Thursday, February 17, 2011

On Wisconsin

For the last couple of years, the Tea Party cranks have been getting all the attention with their costume rallies and town hall tantrums, and they really didn’t accomplish anything other than highlight the fact that most of them have no idea where Medicare comes from and that even if they claim they’re not racist, they have a high tolerance for those among them that are. They took to the streets to demonstrate against some nebulous threat that they perceived was looming but never materialized or wasn’t there in the first place, proving that if you demonstrate just for the fun of it, you don’t accomplish much more than get your face and your misspelled sign on Fox News.

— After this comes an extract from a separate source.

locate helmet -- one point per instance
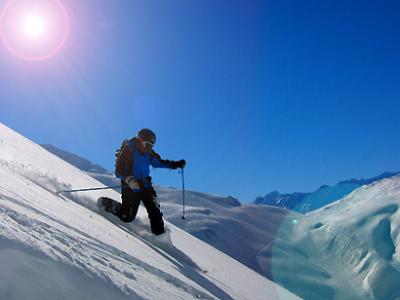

The demonstrations in Madison, Wisconsin, are another matter. This time there is a real threat to the jobs and the future of a lot of people. Gov. Scott Walker is making his proposed bill to hit the public sector employees for their health insurance and pension plans sound like it’s the only way to balance the state’s budget, but it’s more than that; it’s an attack on the rights of workers to engage in collective bargaining, and the demonstrators — teachers, firefighters, and other workers in the public sector who would be hit by this — are rallying against something more than just paying more for benefits.

The difference between the Tea Party rallies and the demonstrations in the state capitol in Wisconsin is that there is genuinely something at stake.

Oh, by the way, to you voters who stayed home last November because you were “disappointed” with President Obama and how he hadn’t done enough to make you swoon all over again, this is what we mean when we say elections have consequences.